Black (23.0%) and blue (15.2%) round out the top three, which between them account for nearly two-thirds of the market. Look wider and the dominance of muted tones is even starker: grey, black, white and silver together make up roughly 70% of every new car sold. The “monochrome majority” has held for years, driven by company-car and fleet demand — neutral colours are the easiest to remarket — and by buyers playing it safe with the biggest purchase after a home.
Colour matters more than most buyers realise — but not in the way the myths suggest. It does not change your insurance premium: insurers price on the model, your address and your driving record, not the paint, so a red car is no dearer to insure than a silver one. Where colour does count is resale. Popular neutrals sell fastest because the buyer pool is largest, while bolder choices can sit longer and occasionally fetch less. If you plan to sell within a few years, a mainstream colour is the pragmatic pick; if you are keeping the car for the long haul, choose whatever you actually like.

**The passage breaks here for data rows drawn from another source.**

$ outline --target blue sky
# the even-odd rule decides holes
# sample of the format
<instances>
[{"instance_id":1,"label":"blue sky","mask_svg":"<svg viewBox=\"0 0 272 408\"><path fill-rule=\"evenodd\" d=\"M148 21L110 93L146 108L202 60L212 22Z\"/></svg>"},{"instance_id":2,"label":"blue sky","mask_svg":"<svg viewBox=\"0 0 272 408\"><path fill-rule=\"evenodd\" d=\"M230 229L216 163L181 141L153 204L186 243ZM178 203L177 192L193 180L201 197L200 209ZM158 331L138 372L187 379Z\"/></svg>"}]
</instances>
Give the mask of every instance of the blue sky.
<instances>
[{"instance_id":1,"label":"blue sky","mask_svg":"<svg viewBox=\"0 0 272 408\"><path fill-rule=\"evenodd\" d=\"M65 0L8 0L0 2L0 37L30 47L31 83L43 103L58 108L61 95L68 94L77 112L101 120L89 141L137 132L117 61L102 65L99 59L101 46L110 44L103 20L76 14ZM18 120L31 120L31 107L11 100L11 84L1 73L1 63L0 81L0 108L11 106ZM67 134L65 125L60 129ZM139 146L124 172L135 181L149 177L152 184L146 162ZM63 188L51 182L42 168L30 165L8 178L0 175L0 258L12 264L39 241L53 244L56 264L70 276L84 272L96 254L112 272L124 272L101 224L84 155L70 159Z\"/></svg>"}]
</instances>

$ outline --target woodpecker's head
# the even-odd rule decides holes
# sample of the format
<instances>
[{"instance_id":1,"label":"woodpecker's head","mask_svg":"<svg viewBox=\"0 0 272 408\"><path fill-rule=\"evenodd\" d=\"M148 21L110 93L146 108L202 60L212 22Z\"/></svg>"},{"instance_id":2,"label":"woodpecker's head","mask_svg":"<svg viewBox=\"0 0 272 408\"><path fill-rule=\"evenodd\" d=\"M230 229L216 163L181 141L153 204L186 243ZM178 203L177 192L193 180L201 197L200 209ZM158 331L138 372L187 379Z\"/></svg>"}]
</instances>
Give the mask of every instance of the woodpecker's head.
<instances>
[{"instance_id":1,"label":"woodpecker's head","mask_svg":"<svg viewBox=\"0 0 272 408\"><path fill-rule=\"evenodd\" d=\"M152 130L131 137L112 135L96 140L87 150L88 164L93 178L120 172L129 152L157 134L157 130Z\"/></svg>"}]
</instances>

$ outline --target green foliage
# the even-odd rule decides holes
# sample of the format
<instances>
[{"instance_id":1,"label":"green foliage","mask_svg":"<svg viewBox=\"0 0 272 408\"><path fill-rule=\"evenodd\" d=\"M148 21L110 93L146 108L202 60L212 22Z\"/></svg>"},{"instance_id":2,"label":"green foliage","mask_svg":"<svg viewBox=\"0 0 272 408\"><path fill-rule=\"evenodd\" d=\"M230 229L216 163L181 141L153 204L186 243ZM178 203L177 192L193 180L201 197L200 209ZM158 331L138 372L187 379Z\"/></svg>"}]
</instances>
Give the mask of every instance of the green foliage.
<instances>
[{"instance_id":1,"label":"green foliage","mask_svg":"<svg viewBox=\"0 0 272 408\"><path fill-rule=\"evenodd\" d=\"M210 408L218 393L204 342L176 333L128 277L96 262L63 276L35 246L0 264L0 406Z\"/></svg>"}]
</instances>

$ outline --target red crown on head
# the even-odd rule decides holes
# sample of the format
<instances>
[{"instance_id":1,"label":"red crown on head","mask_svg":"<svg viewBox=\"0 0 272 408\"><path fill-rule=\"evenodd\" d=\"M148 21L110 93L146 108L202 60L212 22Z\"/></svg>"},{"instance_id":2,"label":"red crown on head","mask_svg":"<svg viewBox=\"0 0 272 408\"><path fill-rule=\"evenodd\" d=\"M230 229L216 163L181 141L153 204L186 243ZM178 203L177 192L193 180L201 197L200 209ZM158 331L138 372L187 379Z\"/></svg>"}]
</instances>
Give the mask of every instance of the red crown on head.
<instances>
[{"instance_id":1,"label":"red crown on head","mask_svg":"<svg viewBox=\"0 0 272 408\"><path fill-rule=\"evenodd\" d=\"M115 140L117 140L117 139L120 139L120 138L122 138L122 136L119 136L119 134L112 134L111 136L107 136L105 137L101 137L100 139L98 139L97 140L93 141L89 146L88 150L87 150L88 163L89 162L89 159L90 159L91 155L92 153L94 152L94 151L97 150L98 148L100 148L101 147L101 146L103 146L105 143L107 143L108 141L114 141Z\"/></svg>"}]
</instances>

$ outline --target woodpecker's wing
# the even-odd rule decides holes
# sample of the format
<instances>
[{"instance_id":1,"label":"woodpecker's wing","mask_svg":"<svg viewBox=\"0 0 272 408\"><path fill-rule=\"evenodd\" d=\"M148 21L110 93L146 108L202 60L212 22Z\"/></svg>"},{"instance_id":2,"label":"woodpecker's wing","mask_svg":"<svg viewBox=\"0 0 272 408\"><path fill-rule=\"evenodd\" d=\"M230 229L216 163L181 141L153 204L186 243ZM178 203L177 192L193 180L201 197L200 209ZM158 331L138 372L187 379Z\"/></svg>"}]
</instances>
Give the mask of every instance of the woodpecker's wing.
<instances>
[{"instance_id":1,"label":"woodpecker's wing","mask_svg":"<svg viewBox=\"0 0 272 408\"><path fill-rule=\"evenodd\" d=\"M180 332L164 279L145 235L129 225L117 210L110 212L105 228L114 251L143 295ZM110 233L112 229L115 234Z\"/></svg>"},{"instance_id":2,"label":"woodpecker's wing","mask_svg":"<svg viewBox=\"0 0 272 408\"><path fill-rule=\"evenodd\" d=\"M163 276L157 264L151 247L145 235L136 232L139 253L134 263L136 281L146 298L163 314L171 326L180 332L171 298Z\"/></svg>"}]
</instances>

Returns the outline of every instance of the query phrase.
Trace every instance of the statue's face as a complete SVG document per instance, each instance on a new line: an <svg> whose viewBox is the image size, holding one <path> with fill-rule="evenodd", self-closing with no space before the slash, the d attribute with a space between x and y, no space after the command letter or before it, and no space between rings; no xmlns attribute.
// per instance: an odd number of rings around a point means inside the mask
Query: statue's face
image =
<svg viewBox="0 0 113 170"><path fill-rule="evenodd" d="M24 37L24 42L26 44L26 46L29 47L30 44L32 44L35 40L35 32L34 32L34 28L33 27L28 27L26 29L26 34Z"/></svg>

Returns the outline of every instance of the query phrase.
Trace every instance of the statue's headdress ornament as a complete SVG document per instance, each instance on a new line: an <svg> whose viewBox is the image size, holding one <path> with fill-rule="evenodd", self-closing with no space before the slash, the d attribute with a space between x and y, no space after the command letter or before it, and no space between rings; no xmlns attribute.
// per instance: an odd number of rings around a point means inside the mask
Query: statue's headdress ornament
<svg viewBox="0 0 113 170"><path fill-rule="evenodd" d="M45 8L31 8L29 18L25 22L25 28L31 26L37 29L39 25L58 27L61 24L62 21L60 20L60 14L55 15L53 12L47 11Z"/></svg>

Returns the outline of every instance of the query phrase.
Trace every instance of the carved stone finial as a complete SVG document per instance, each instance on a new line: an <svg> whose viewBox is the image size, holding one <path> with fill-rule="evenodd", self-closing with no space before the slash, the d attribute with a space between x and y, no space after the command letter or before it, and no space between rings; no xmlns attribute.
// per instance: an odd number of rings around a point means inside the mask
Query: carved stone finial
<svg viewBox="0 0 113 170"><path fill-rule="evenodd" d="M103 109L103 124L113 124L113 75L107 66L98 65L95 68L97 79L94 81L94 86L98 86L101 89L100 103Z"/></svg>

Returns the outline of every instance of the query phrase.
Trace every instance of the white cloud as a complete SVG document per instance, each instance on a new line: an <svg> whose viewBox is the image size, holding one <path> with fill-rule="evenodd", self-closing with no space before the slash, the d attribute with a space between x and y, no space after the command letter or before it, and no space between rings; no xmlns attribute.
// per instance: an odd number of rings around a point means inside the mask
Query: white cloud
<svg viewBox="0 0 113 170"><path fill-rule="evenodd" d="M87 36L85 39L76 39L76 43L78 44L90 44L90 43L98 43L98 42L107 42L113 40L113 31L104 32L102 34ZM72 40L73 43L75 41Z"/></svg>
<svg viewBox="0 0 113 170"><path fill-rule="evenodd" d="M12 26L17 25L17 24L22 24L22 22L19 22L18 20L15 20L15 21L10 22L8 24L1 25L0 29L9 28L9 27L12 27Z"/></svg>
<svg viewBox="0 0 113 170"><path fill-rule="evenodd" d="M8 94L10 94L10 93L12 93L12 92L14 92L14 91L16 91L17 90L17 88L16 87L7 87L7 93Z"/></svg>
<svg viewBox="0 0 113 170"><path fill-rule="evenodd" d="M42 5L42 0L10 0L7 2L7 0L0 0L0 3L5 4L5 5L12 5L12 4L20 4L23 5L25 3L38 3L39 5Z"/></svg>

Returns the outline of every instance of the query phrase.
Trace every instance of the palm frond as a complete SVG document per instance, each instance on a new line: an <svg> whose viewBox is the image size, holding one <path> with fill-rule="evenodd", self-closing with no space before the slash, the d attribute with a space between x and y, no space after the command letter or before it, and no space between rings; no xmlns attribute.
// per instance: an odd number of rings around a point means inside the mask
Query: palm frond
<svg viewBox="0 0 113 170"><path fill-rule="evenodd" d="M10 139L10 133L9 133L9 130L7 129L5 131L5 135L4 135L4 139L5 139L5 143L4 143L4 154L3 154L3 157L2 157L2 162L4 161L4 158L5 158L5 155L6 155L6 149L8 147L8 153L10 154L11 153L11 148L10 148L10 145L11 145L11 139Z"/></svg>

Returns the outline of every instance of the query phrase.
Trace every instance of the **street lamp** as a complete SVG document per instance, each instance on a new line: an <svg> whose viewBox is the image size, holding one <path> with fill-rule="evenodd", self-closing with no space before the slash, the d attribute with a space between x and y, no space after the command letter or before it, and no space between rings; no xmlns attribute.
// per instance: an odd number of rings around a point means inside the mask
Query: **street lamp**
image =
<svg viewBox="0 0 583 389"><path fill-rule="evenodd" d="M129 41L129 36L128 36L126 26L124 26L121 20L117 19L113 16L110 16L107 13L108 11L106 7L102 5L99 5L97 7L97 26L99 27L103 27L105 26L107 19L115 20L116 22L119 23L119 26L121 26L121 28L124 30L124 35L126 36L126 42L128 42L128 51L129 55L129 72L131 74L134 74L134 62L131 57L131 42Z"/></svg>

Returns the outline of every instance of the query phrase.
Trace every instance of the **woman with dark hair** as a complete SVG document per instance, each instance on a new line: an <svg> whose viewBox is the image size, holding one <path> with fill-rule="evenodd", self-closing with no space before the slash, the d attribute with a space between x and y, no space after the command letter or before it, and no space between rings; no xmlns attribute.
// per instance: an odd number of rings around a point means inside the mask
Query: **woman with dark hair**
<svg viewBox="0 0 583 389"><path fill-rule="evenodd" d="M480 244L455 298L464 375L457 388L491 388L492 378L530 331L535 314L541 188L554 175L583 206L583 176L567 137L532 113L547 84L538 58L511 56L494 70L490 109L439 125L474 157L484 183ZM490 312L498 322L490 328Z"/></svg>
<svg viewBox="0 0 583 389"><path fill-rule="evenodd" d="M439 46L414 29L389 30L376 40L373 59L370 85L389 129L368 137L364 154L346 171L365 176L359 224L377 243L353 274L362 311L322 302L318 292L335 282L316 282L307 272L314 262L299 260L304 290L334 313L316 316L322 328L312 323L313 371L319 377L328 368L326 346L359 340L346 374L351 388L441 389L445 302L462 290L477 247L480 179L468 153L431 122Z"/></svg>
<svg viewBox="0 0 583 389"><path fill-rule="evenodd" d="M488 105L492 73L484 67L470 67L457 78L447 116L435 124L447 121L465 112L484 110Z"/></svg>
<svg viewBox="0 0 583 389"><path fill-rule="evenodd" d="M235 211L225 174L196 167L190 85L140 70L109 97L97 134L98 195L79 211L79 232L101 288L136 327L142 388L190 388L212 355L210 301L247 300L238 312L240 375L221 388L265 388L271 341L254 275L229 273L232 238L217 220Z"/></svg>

There are early signs of a shift. Green was the standout riser in 2025, climbing to nearly 5% of registrations as SUV and EV buyers in particular moved away from pure greyscale. Reds and blues remain solid mid-table performers, and a long tail of rare shades — from bronze and beige to the vanishingly small numbers of pink and turquoise — keeps the bottom of the chart interesting. For now, though, Britain's new-car palette remains resolutely understated.